Muscular Dystrophy is a serious health problem in the United States and throughout the world. While the genetic basis underlying many forms of muscular dystrophy is known, therapies for these disorders remain elusive. The most common genetic form of muscular dystrophy is Duchenne muscular dystrophy (DMD), an X-linked disorder that afflicts roughly one in every 3500 boys. Our laboratory has identified a novel means of inhibiting the dystrophic process from developing in mdx mice, a model for DMD. This involves the overexpression of a glycosyltransferase called the CT GalNAc transferase, either using transgenic or gene therapy approaches. This proposal seeks to characterize the mechanism by which the CT GalNAc transferase (CT) inhibits muscular dystrophy.
The first aim will test whether overexpression of utrophin, a dystrophy-sparing protein, is required for inhibition of muscular dystrophy in CT transgenic mdx mice.
The second aim will determine if increased expression of utrophin and extracellular matrix proteins in CT transgenic mdx muscles occurs via changes in protein affinity for dystroglycan, the major protein glycosylated with the CT carbohydrate in skeletal muscle.
The third aim will test whether increased expression of the CT GalNAc transferase inhibits the development of muscular dystrophy in models for two forms of congenital muscular dystrophy-dy mice and myd mice.
The fourth aim will demonstrate the relationship between overexpression of the CT GalNAc transferase and myostatin signaling.
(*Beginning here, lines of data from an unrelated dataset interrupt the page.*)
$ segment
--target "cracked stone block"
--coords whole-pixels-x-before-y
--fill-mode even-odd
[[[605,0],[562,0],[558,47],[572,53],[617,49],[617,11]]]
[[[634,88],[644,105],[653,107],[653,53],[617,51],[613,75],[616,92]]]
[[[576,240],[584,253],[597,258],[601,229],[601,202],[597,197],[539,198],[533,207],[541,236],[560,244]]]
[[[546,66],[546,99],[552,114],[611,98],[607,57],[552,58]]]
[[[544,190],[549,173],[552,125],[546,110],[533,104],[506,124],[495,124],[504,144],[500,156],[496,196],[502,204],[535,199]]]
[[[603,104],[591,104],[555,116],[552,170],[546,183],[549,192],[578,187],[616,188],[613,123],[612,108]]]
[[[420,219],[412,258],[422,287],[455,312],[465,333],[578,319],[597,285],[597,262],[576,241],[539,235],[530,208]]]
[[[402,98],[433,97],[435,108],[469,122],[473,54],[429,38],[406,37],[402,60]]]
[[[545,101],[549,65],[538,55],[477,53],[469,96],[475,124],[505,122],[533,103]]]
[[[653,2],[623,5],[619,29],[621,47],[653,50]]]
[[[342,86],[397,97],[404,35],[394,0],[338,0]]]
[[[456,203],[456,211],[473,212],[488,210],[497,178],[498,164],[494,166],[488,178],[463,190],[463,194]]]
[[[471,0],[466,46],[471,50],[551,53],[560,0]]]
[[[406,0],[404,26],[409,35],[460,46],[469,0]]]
Myostatin inhibition is another means of ameliorating muscular dystrophy in mdx mice, and this Aim will identify a novel means of modulating expression of myostatin and its inhibitors by altering muscle glycosylation. The long- term goal of this proposal is to validate the use of the CT GalNAc transferase as a therapeutic in models for DMD and other forms of muscular dystrophy and to develop therapies based on these findings. Another long-term goal is to develop a novel connection between glycosylation and myostatin signaling that may more broadly impact therapies for muscle aging and disease.